The High Court ordered Lord Spens's acquittal last November but legal formalities required a further appearance before Mr Justice Henry, the Guinness trial judge who is on a tour of duty in Newcastle. Lord Spens's application for costs had been turned down by the High Court last November.
Lord Spens, 50, was head of corporate finance at Henry Ansbacher at the time of Guinness's takeover of Distillers in 1986. The fraud and false accounting charges he faced arose from Guinness's illegal share support operation.
Lord Spens was denied a chance to demonstrate his innocence by the collapse of the second Guinness trial in February last year. The trial ended because of an alarming deterioration in the health of Roger Seelig, Lord Spens's co-defendant, who was suffering under the strain of conducting his own defence.
Although the judge accepted that the collapse of the trial was due to no fault of Lord Spens, he initially ordered that the indictment against him should lie on the file, saying he had brought the prosecution on himself. Lord Spens fought on and eventually overturned that decision.
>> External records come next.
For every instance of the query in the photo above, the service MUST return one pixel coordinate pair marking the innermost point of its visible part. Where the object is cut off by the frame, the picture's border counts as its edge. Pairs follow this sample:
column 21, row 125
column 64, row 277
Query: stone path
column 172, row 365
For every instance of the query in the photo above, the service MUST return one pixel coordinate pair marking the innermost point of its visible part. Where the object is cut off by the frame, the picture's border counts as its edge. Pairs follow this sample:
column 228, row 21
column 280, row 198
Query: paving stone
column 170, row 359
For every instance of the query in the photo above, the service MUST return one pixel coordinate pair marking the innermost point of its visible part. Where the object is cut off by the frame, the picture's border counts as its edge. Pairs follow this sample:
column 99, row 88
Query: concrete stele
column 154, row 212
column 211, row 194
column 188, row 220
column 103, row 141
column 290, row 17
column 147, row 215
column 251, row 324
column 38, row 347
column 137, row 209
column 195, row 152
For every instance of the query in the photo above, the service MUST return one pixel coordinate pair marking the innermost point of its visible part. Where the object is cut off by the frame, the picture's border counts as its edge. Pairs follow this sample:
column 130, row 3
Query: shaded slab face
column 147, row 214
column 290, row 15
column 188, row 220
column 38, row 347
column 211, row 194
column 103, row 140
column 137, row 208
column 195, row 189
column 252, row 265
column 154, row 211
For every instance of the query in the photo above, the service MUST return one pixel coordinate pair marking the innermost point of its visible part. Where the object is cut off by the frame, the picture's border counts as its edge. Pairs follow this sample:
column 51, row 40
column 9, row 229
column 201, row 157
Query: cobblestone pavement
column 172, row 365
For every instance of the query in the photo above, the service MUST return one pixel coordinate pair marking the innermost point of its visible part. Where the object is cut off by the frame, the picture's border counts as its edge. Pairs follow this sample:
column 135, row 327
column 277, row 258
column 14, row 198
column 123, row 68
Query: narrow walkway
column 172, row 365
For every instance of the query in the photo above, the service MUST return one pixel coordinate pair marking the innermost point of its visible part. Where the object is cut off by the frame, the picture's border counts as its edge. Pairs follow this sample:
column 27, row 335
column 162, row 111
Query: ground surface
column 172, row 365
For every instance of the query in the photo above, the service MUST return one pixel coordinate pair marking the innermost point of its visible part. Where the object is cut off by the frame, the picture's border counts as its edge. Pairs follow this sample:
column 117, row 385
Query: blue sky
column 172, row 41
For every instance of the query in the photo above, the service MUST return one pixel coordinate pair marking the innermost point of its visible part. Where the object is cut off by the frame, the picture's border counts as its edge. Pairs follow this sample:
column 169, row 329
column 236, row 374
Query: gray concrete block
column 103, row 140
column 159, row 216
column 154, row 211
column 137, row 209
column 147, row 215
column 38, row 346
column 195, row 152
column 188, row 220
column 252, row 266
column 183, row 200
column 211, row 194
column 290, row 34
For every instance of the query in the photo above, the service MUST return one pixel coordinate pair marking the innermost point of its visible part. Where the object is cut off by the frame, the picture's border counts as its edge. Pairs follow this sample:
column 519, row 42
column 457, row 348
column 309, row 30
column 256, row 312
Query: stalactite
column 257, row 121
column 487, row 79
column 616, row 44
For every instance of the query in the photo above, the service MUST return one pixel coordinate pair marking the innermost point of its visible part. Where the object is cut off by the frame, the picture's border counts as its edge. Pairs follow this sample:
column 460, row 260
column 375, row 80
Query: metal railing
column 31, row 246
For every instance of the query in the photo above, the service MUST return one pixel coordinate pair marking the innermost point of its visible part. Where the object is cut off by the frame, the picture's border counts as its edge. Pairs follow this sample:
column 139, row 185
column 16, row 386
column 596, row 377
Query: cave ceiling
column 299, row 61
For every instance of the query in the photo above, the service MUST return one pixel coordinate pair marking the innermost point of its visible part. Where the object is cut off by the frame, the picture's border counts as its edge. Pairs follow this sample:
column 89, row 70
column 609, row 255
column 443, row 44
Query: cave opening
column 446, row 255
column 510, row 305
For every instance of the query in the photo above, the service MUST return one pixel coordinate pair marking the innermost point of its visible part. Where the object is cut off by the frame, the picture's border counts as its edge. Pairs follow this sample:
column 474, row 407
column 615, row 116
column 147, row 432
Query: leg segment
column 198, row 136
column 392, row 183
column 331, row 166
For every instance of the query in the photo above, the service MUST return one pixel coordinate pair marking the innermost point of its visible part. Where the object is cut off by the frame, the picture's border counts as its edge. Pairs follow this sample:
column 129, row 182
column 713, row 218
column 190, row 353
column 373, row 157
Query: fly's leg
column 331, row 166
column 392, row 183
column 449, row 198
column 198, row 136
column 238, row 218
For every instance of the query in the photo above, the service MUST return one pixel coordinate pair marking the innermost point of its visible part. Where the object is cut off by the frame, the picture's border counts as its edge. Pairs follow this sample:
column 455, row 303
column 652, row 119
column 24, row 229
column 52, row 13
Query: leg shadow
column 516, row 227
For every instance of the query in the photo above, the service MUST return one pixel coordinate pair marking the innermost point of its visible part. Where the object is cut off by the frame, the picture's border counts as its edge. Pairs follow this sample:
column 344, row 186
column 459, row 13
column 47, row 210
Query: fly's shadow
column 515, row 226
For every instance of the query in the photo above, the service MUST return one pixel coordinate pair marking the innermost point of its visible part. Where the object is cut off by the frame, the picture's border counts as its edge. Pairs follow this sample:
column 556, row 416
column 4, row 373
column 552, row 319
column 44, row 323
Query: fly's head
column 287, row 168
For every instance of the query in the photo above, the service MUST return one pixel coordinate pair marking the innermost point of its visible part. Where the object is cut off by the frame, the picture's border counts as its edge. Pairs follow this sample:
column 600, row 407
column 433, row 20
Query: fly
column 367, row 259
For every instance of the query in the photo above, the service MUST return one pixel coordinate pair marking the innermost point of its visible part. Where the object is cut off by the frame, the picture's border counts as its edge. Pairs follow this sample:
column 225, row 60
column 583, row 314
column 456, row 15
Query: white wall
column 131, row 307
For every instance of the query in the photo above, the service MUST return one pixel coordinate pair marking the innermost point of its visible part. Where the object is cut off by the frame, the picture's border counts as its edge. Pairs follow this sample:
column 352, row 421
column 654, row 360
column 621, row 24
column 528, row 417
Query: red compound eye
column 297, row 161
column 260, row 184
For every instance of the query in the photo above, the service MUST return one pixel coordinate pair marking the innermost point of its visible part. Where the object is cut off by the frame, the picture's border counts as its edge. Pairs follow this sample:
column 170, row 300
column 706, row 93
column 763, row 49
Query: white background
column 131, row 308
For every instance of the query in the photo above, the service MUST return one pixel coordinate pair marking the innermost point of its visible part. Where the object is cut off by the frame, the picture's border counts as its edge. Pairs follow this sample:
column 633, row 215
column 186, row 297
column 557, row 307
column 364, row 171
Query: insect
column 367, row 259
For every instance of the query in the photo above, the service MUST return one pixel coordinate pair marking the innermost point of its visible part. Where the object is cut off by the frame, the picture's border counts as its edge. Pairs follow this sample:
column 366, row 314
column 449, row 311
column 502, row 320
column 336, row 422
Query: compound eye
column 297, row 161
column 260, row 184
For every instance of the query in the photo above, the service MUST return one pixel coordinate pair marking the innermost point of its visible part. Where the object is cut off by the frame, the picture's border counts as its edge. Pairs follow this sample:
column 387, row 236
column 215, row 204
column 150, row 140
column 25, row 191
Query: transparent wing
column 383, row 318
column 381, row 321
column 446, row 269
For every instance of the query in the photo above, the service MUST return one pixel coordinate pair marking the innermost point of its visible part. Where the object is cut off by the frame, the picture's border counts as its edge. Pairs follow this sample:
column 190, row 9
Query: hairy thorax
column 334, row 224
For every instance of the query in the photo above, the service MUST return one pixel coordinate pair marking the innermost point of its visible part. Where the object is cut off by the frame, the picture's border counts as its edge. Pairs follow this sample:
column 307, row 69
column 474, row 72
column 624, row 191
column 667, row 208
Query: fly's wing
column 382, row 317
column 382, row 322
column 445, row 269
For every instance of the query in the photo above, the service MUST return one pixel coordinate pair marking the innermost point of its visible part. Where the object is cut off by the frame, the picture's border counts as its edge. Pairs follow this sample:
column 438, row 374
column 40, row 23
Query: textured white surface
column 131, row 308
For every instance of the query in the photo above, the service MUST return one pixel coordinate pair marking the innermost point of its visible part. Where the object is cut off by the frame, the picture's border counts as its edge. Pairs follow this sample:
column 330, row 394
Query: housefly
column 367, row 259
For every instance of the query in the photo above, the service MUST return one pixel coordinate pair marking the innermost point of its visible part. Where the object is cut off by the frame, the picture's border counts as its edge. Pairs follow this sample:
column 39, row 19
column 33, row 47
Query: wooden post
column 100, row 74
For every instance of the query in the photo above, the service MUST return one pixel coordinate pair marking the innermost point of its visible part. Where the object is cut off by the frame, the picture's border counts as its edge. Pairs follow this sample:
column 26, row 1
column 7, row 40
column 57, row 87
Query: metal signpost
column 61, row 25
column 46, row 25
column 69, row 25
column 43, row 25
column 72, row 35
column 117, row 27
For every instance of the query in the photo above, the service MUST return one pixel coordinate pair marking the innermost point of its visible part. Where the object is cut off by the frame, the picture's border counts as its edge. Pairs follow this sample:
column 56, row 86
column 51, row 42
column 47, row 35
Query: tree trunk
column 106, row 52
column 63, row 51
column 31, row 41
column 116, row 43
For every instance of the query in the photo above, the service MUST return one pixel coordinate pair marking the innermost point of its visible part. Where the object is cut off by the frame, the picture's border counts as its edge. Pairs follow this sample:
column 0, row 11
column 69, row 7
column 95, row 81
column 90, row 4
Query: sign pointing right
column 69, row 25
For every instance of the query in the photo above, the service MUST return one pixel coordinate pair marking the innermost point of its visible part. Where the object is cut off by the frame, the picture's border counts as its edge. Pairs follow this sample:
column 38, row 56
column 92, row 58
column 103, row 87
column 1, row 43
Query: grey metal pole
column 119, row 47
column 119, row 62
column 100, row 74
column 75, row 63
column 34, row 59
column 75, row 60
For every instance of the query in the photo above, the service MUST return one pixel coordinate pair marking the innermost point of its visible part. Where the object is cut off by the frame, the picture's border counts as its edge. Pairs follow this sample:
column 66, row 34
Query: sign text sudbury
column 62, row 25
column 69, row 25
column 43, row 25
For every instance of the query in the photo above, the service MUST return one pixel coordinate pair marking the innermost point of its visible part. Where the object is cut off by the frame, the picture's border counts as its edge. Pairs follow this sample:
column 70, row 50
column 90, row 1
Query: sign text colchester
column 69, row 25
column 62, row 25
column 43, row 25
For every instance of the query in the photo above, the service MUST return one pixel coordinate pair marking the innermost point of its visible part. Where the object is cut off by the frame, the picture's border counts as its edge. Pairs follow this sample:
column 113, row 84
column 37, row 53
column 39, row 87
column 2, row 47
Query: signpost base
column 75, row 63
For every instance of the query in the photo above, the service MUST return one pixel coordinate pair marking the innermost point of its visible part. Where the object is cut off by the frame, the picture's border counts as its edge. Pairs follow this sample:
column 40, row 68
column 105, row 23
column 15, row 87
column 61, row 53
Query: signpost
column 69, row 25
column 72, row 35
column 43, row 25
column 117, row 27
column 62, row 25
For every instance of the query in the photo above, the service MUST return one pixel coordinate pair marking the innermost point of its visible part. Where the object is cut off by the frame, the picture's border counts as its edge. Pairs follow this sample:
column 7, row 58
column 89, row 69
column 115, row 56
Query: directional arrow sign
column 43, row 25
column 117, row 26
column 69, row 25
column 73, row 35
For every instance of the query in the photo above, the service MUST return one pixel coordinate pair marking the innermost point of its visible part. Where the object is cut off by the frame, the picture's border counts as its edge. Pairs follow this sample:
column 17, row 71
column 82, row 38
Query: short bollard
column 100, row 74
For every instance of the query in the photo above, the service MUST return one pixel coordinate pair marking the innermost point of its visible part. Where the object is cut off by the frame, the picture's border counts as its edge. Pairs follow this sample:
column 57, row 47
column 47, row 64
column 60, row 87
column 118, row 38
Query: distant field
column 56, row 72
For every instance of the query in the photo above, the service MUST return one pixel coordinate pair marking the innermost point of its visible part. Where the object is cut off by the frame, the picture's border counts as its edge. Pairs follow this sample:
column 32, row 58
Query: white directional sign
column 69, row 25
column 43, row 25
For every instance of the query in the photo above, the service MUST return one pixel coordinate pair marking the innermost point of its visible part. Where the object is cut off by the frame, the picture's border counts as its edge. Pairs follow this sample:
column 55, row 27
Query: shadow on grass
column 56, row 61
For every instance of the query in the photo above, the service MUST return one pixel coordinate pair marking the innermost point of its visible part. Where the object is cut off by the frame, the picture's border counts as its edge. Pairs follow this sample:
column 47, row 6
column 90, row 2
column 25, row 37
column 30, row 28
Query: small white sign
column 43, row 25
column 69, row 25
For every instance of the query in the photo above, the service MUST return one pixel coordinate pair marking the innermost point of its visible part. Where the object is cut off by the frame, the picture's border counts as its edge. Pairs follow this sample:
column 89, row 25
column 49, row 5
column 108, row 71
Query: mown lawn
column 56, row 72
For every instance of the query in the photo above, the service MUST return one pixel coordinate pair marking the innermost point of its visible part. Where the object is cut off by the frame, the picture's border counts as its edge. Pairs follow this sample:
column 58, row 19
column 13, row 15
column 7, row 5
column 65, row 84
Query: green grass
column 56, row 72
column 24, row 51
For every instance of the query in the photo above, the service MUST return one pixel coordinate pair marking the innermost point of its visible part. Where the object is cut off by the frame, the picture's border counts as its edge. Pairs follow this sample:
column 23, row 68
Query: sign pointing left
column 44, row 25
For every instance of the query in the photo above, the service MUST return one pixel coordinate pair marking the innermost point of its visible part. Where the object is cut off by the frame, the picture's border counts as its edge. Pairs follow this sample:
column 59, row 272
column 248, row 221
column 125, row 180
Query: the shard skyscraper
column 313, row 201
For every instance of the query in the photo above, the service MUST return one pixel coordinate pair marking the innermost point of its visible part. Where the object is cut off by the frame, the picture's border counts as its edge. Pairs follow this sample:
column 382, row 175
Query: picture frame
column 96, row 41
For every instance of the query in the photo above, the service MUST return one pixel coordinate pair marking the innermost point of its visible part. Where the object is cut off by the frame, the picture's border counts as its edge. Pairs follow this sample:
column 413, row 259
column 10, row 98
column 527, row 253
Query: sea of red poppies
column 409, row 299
He estimates the prosecution has cost him a total of pounds 750,000 - he was forced to sell a treasured stamp collection.
Lord Spens has become a trenchant critic of the Serious Fraud Office, which he has described as 'a cowboy outfit with a gunslinger mentality'. He has accused the authorities of 'burglaries, phone taps, harassment and overt threats to me and my colleagues'. He is also suing the Bank of England for bringing about the loss of his job at Henry Ansbacher.